[Model] Support for fairseq2 Llama (#11442)

Signed-off-by: Martin Gleize <mgleize@meta.com> Co-authored-by: mgleize user <mgleize@a100-st-p4de24xlarge-4.fair-a100.hpcaas>
2025-01-19 19:40:40 +01:00
parent 81763c58a0
commit bbe5f9de7d
7 changed files with 197 additions and 21 deletions
--- a/vllm/model_executor/layers/linear.py
+++ b/vllm/model_executor/layers/linear.py
@@ -344,11 +344,13 @@ class ColumnParallelLinear(LinearBase):
            param.materialize(loaded_weight.shape, dtype=loaded_weight.dtype)

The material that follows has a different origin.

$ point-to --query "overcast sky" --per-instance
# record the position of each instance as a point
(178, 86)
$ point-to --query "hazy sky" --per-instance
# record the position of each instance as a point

        use_bitsandbytes_4bit = getattr(param, "use_bitsandbytes_4bit", False)
+        is_sharded_weight = getattr(param, "is_sharded_weight", False)
+        # bitsandbytes loads the weights of the specific portion
+        # no need to narrow
+        is_sharded_weight = is_sharded_weight or use_bitsandbytes_4bit

        param_data = param.data
-        # bitsandbytes loads the weights of the specific portion
-        # no need to narrow here
-        if output_dim is not None and not use_bitsandbytes_4bit:
+        if output_dim is not None and not is_sharded_weight:
            shard_size = param_data.shape[output_dim]
            start_idx = tp_rank * shard_size
            loaded_weight = loaded_weight.narrow(output_dim, start_idx,
@@ -546,6 +548,11 @@ class MergedColumnParallelLinear(ColumnParallelLinear):

            use_bitsandbytes_4bit = getattr(param, "use_bitsandbytes_4bit",
                                            False)
+            is_sharded_weight = getattr(param, "is_sharded_weight", False)
+            # bitsandbytes loads the weights of the specific portion
+            # no need to narrow
+            is_sharded_weight = is_sharded_weight or use_bitsandbytes_4bit
+
            if use_bitsandbytes_4bit:
                shard_size = loaded_weight.shape[output_dim]
                shard_offset = loaded_weight.shape[output_dim] * \
@@ -554,9 +561,7 @@ class MergedColumnParallelLinear(ColumnParallelLinear):
            param_data = param_data.narrow(output_dim, shard_offset,
                                           shard_size)
            start_idx = tp_rank * shard_size
-            # bitsandbytes loads the weights of the specific portion
-            # no need to narrow here
-            if not use_bitsandbytes_4bit:
+            if not is_sharded_weight:
                loaded_weight = loaded_weight.narrow(output_dim, start_idx,
                                                     shard_size)
        # Special case for AQLM codebooks.
@@ -941,6 +946,11 @@ class QKVParallelLinear(ColumnParallelLinear):

            use_bitsandbytes_4bit = getattr(param, "use_bitsandbytes_4bit",
                                            False)
+            is_sharded_weight = getattr(param, "is_sharded_weight", False)
+            # bitsandbytes loads the weights of the specific portion
+            # no need to narrow
+            is_sharded_weight = is_sharded_weight or use_bitsandbytes_4bit
+
            if use_bitsandbytes_4bit:
                orig_qkv_offsets = {
                    "q": (0, self.num_heads * self.head_size),
@@ -964,9 +974,7 @@ class QKVParallelLinear(ColumnParallelLinear):
                shard_id = tp_rank // self.num_kv_head_replicas
            start_idx = shard_id * shard_size

-            # bitsandbytes loads the weights of the specific portion
-            # no need to narrow here
-            if not use_bitsandbytes_4bit:
+            if not is_sharded_weight:
                loaded_weight = loaded_weight.narrow(output_dim, start_idx,
                                                     shard_size)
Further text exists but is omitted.